Andy Arditi 1 May 2024 22:22 UTC
1 point
0
1. Not sure if it’s new, although I haven’t seen it used like this before. I think of the weight orthogonalization as just a nice trick to implement the ablation directly in the weights. It’s mathematically equivalent, and the conceptual leap from inference-time ablation to weight orthogonalization is not a big one.
2. I think it’s a good tool for analysis of features. There are some examples of this in sections 5 and 6 of Belrose et al. 2023 - they do concept erasure for the concept “gender,” and for the concept “part-of-speech tag.”

My rough mental model is as follows (I don’t really know if it’s right, but it’s how I’m thinking about things):
- Some features seem continuous, and for these features steering in the positive and negative directions work well.
  - For example, the “sentiment” direction.

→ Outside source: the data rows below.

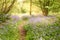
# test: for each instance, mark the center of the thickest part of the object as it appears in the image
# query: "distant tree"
(6, 6)
(47, 5)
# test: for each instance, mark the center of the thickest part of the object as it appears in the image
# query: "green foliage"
(9, 31)
(23, 10)
(52, 5)
(39, 31)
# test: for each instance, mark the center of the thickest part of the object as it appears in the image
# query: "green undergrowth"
(39, 31)
(9, 31)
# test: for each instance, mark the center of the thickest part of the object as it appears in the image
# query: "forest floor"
(33, 19)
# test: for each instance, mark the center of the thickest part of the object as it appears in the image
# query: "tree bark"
(30, 7)
(45, 11)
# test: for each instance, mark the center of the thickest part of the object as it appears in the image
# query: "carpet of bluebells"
(9, 29)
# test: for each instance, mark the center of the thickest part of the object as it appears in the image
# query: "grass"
(39, 31)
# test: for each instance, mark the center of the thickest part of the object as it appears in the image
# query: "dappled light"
(29, 20)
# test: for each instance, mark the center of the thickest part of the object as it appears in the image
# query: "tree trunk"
(30, 7)
(45, 11)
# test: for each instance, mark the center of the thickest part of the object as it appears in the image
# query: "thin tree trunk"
(9, 8)
(45, 11)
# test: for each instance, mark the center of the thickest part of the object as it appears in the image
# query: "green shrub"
(9, 31)
(39, 31)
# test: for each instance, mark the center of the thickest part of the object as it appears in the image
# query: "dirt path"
(44, 20)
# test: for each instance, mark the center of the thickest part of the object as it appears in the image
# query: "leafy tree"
(5, 7)
(47, 5)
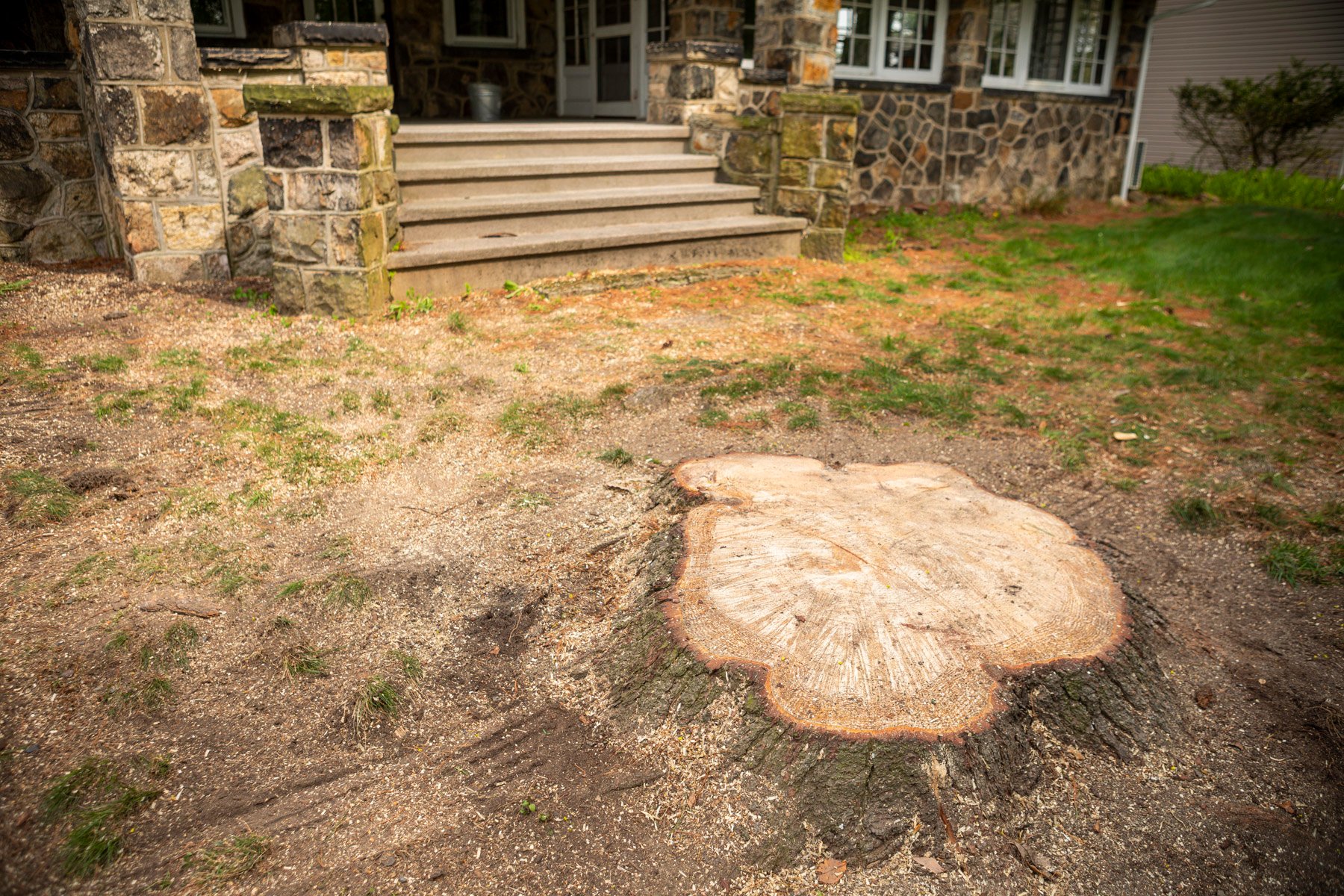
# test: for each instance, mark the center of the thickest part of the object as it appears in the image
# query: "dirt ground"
(420, 503)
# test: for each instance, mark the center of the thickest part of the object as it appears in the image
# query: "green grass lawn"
(1277, 269)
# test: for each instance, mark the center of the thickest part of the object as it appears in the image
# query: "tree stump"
(906, 633)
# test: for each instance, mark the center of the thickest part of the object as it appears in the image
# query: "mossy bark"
(860, 797)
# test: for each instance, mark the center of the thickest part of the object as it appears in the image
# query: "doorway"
(603, 70)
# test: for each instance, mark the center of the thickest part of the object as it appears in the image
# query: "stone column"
(327, 155)
(816, 166)
(697, 70)
(151, 121)
(799, 37)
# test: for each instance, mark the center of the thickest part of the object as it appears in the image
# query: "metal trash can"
(485, 101)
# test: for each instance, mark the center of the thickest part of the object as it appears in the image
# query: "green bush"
(1260, 187)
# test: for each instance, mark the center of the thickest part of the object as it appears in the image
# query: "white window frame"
(311, 15)
(234, 27)
(1019, 81)
(517, 27)
(878, 50)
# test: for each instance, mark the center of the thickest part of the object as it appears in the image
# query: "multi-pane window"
(1004, 20)
(892, 40)
(1068, 46)
(223, 18)
(483, 23)
(576, 33)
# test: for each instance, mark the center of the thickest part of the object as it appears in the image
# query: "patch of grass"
(1293, 563)
(527, 422)
(410, 665)
(344, 591)
(1195, 514)
(1260, 187)
(304, 662)
(616, 457)
(101, 363)
(376, 697)
(38, 500)
(97, 798)
(228, 859)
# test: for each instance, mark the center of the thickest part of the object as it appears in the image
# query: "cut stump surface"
(882, 601)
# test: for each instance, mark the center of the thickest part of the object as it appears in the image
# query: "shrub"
(1266, 122)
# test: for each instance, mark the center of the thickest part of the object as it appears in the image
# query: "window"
(892, 40)
(484, 23)
(343, 10)
(220, 18)
(1066, 46)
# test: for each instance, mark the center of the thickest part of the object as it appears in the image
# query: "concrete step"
(443, 267)
(423, 143)
(428, 220)
(564, 173)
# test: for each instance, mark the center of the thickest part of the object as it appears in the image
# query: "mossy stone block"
(316, 100)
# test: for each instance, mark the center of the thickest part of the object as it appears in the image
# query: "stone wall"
(335, 60)
(49, 198)
(962, 143)
(154, 146)
(430, 80)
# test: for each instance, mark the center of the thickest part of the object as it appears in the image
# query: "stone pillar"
(158, 176)
(816, 166)
(799, 38)
(327, 155)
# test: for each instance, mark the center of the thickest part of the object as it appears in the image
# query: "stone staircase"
(515, 202)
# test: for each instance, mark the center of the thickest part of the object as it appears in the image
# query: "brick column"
(799, 37)
(151, 120)
(327, 155)
(816, 164)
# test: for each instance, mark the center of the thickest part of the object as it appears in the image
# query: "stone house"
(324, 143)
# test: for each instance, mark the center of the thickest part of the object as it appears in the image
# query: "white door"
(603, 67)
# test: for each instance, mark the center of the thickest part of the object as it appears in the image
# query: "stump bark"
(893, 635)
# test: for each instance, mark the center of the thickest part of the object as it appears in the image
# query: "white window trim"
(312, 16)
(878, 43)
(1021, 82)
(233, 28)
(517, 26)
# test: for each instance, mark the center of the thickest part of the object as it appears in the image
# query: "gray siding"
(1233, 40)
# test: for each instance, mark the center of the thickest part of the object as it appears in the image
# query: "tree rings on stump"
(906, 635)
(882, 601)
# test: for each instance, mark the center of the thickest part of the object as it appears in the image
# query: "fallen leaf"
(830, 871)
(929, 864)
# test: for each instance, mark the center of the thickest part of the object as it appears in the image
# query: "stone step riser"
(449, 280)
(430, 190)
(551, 222)
(414, 153)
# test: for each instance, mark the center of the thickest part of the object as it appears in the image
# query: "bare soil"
(500, 567)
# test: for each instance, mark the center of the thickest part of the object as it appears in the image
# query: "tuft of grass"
(38, 500)
(99, 800)
(346, 593)
(304, 662)
(228, 859)
(1195, 514)
(617, 457)
(376, 697)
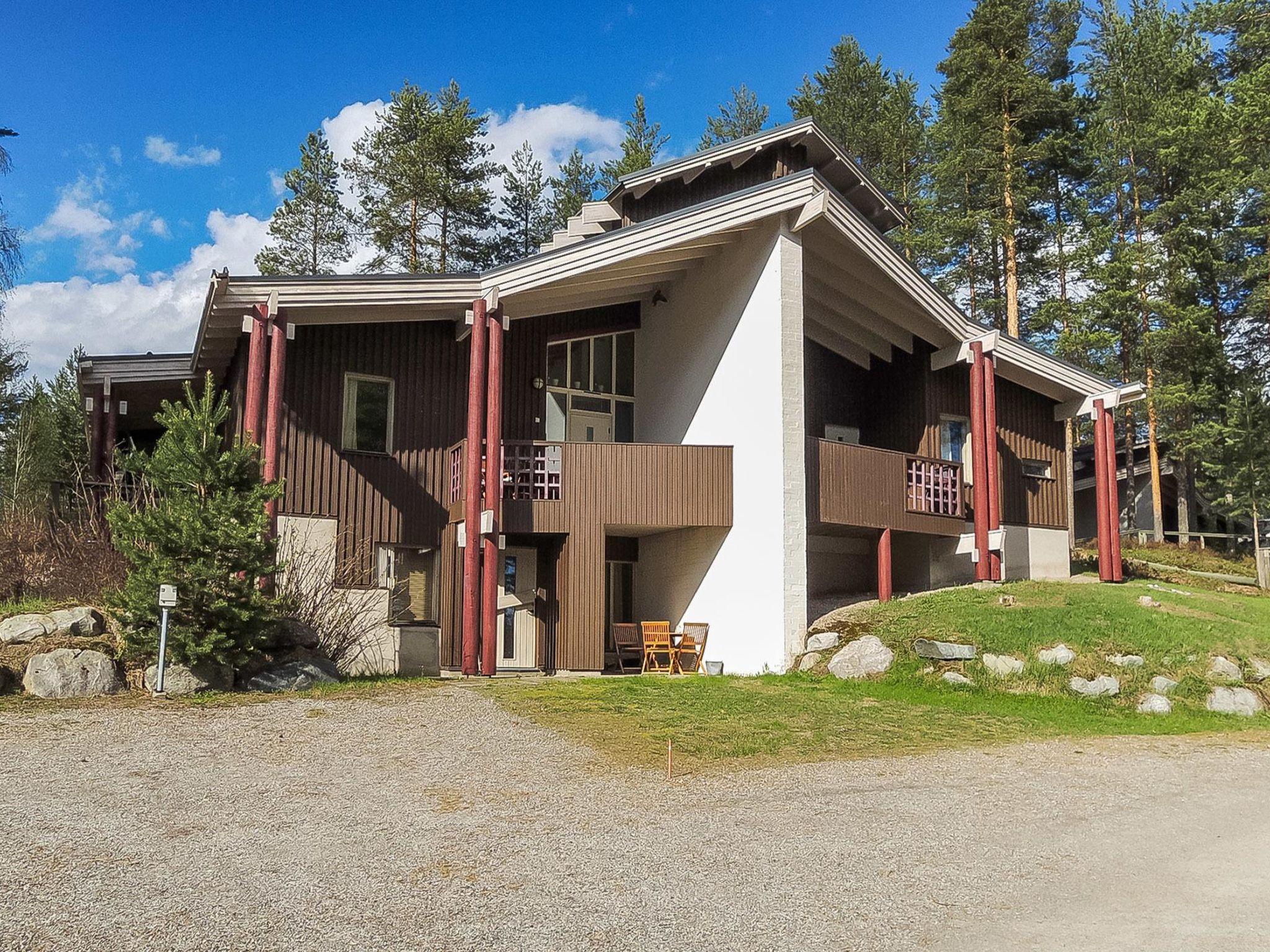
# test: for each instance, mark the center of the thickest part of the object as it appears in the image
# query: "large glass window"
(367, 414)
(593, 376)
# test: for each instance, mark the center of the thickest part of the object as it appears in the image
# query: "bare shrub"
(315, 592)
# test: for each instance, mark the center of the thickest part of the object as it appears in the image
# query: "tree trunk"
(1009, 239)
(1157, 503)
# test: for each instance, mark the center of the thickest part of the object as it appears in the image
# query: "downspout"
(473, 489)
(493, 493)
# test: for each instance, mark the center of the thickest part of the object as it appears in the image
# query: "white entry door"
(517, 627)
(588, 427)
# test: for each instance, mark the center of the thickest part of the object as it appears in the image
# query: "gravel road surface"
(433, 821)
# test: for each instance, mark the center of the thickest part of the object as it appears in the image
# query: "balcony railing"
(873, 488)
(934, 487)
(530, 470)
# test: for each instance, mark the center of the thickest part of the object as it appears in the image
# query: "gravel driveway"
(433, 821)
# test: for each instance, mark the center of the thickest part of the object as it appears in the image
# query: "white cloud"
(553, 130)
(130, 314)
(167, 152)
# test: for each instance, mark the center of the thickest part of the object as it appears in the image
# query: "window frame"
(349, 421)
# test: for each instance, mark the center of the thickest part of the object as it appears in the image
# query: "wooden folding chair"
(693, 648)
(659, 654)
(629, 646)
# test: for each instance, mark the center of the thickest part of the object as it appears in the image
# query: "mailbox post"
(167, 601)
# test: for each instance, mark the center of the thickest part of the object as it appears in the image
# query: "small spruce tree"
(205, 531)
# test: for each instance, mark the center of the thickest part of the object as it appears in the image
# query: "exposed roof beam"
(856, 314)
(835, 342)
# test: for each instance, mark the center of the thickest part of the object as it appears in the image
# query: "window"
(954, 439)
(1038, 469)
(591, 389)
(367, 414)
(411, 576)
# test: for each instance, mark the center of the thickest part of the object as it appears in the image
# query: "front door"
(587, 427)
(517, 627)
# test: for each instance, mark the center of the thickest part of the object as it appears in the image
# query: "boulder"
(1126, 660)
(863, 658)
(68, 672)
(1103, 685)
(1222, 668)
(295, 676)
(178, 679)
(809, 660)
(824, 641)
(24, 628)
(943, 650)
(82, 622)
(1241, 701)
(1060, 654)
(1002, 666)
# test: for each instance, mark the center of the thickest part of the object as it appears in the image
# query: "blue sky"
(151, 136)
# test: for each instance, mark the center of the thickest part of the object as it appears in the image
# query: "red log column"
(493, 493)
(1113, 498)
(1101, 493)
(273, 405)
(884, 589)
(993, 462)
(112, 437)
(254, 375)
(95, 428)
(980, 461)
(473, 488)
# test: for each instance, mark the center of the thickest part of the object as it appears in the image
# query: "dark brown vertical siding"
(897, 407)
(1025, 420)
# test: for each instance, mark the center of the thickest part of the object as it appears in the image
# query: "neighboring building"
(1203, 516)
(722, 392)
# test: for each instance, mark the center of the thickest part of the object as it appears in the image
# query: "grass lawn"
(718, 723)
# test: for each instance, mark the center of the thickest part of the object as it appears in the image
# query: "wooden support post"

Sentiment can sort of take on continuous values, e.g. −4 (very bad), −1 (slightly bad), 3 (good), 7 (extremely good). Steering in both directions works well—steering in the negative direction causes negative sentiment behavior, and in the positive causes positive sentiment behavior.
- Some features seem binary, and for these feature steering in the positive direction makes sense (turn the feature on), but ablation makes more sense than negative steering (turn the feature off).
  - For example, the refusal direction, as discussed in this post.
So yeah, when studying a new direction/feature, I think ablation should definitely be one of the things to try.